Algebraic curves $A^{\circ l}(x)-U(y)=0$ and arithmetic of orbits of rational functions

TL;DR

This paper characterizes pairs of complex rational functions whose iterated difference curves have genus at most one, linking their structure to special maps called generalized Lattès maps and exploring a dynamical Mordell-Lang conjecture.

Contribution

It provides a complete description of such rational function pairs and establishes a version of the dynamical Mordell-Lang conjecture for these functions over number fields.

Findings

Characterization of rational functions with genus-zero or one iterated difference curves.

Identification of conditions under which $A$ and $U$ are related via a rational function $V$.

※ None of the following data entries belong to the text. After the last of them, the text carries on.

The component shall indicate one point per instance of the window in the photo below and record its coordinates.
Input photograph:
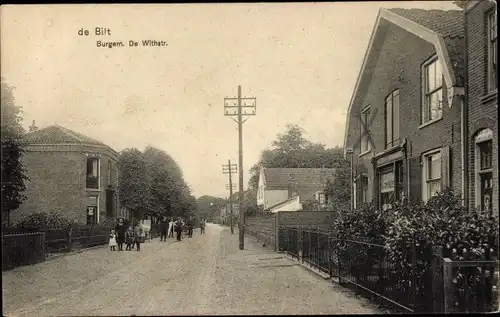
(390, 184)
(92, 210)
(362, 189)
(484, 169)
(365, 143)
(433, 92)
(109, 173)
(432, 174)
(386, 189)
(492, 51)
(321, 198)
(392, 119)
(92, 172)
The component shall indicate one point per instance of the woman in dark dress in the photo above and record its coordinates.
(120, 229)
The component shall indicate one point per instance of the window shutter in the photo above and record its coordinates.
(445, 167)
(415, 191)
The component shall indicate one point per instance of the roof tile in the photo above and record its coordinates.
(450, 24)
(55, 134)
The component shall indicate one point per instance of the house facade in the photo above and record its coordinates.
(403, 128)
(482, 104)
(71, 174)
(278, 186)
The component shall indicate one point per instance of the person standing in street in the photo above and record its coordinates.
(202, 226)
(171, 228)
(178, 228)
(190, 224)
(138, 235)
(163, 229)
(120, 229)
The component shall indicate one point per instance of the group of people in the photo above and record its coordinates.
(167, 227)
(131, 236)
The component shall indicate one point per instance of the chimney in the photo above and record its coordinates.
(33, 127)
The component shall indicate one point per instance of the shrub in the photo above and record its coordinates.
(43, 220)
(415, 227)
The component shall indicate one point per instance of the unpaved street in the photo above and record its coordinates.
(203, 275)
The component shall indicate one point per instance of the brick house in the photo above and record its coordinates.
(482, 104)
(279, 187)
(69, 173)
(403, 130)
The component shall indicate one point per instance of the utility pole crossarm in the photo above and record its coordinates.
(239, 107)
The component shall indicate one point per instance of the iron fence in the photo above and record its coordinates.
(430, 284)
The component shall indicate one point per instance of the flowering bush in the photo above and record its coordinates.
(414, 228)
(43, 220)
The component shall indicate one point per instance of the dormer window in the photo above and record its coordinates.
(432, 103)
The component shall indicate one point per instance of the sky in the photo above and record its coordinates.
(299, 60)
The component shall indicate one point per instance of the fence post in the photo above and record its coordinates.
(276, 232)
(329, 254)
(300, 244)
(44, 256)
(436, 278)
(70, 239)
(448, 285)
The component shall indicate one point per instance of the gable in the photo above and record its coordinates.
(442, 29)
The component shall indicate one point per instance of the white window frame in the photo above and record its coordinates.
(97, 207)
(109, 172)
(484, 135)
(394, 120)
(425, 173)
(364, 191)
(492, 51)
(365, 117)
(426, 113)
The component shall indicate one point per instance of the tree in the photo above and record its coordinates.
(292, 150)
(207, 206)
(133, 184)
(13, 171)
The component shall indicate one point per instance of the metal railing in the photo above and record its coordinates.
(430, 284)
(20, 249)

Proof of a dynamical Mordell-Lang conjecture for rational functions over number fields.

Abstract

We give a description of pairs of complex rational functions $A$ and $U$ of degree at least two such that for every $d\geq 1$ the algebraic curve $A^{\circ d}(x)-U(y)=0$ has a factor of genus zero or one. In particular, we show that if $A$ is not a `generalized Latt\`es map', then this condition is satisfied if and only if there exists a rational function $V$ such that $U\circ V=A^{\circ l}$ for some $l\geq 1.$ We also prove a version of the dynamical Mordell-Lang conjecture, concerning intersections of orbits of points from $\mathbb P^1(K)$ under iterates of $A$ with the value set $U(\mathbb P^1(K))$, where $A$ and $U$ are rational functions defined over a number field $K.$